En ese breve plazo apenas recibieron dos o tres cartas. Correspondencia en clave, casi cifrada. "Mi madre le contestó y le dijo que en España la cosa estaba fea y que cuando volviera, como estaban todas las casas ocupadas, tendrían que irse a vivir con el tío Fulano, que había muerto hace 30 años ya". El destinatario era buen entendedor: se refería al cementerio.

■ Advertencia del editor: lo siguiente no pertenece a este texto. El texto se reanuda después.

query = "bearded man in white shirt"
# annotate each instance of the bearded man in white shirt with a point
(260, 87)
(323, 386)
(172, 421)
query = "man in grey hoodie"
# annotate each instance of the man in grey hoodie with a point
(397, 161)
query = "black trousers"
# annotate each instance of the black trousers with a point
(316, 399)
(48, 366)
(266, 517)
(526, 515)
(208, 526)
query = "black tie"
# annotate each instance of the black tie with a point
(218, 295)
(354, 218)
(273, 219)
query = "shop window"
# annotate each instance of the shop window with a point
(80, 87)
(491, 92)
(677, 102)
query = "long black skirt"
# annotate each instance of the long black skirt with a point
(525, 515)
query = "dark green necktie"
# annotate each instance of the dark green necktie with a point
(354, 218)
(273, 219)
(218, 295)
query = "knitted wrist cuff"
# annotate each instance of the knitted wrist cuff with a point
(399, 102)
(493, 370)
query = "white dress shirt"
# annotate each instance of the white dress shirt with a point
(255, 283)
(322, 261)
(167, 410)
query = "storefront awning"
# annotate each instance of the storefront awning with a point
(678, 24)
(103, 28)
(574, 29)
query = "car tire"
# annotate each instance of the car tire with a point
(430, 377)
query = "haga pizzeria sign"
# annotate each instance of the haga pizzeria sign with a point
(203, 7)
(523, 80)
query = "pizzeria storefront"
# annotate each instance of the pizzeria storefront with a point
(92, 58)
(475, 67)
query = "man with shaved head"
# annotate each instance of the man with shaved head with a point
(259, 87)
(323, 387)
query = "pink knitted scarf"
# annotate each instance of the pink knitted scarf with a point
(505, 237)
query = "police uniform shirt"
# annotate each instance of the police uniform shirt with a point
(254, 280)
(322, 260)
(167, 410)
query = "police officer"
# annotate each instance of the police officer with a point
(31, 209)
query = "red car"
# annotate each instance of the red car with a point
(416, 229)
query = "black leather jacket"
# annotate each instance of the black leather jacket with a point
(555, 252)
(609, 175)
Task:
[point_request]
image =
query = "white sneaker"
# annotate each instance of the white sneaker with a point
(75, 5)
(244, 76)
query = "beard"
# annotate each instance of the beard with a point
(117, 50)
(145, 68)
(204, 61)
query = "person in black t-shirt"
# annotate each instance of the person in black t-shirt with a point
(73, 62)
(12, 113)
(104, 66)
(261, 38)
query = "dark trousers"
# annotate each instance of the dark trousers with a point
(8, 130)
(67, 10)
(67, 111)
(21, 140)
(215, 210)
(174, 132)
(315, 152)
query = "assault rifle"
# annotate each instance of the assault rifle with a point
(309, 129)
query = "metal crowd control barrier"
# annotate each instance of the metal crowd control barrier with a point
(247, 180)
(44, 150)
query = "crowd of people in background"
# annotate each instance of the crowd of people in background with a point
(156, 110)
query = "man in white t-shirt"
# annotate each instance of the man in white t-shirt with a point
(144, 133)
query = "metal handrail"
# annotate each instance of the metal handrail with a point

De la muerte del padre, la familia solo se enteró varios años después a través de la noticias de un tío exiliado en Francia. En Moyuela sus hermanos mayores se habían granjeado ciertos respetos y no hubieron de soportar burlas como las de la madre de Paz. Eso sí, las susceptibilidades se escondían detrás de cada esquina y Jerónimo recuerda que su tío "no se atrevía a ir solo al campo por temor de si se cruzaba con algún energúmeno?". Cuando la familia, gracias a algunos cultivos, comenzaba a levantar cabeza, el hermano mayor murió por paludismo haciendo el servicio militar en Marruecos.

El único mínimo alivio fue el tener acceso a unas ayudas que el gobierno alemán decidió otorgar a las viudas del exterminio. Los Bordonada se enteraron porque "las radiaron por España Independiente", emisora también conocida como La Pirenaica, que tutelada por el PCE conseguía burlar desde el extranjero la censura franquista. Los Gracia leyeron la noticia en HERALDO. Los primeros comenzaron a cobrarlas gracias a la intercesión de un agregado al cónsul alemán en España, pero los Gracia hacían y hacían papeles y se les atascaban las traducciones del alemán. Fue entonces cuando Jerónimo se subió a una bici para echar una mano a la familia del pueblo vecino y cuando se descubrió el amargo pastel. Desde aquel episodio no han vuelto a separarse.

Pronto celebrarán sus bodas de oro y, aunque no acostumbran a recordar las penalidades y nunca han regresado al escenario de los crímenes, en el pasillo de casa cuelgan crudas imágenes de homenajes, en blanco y negro, con las que han crecido sus hijos. En cuanto alguno de ellos les pregunta, los ojos se les llenan de lágrimas.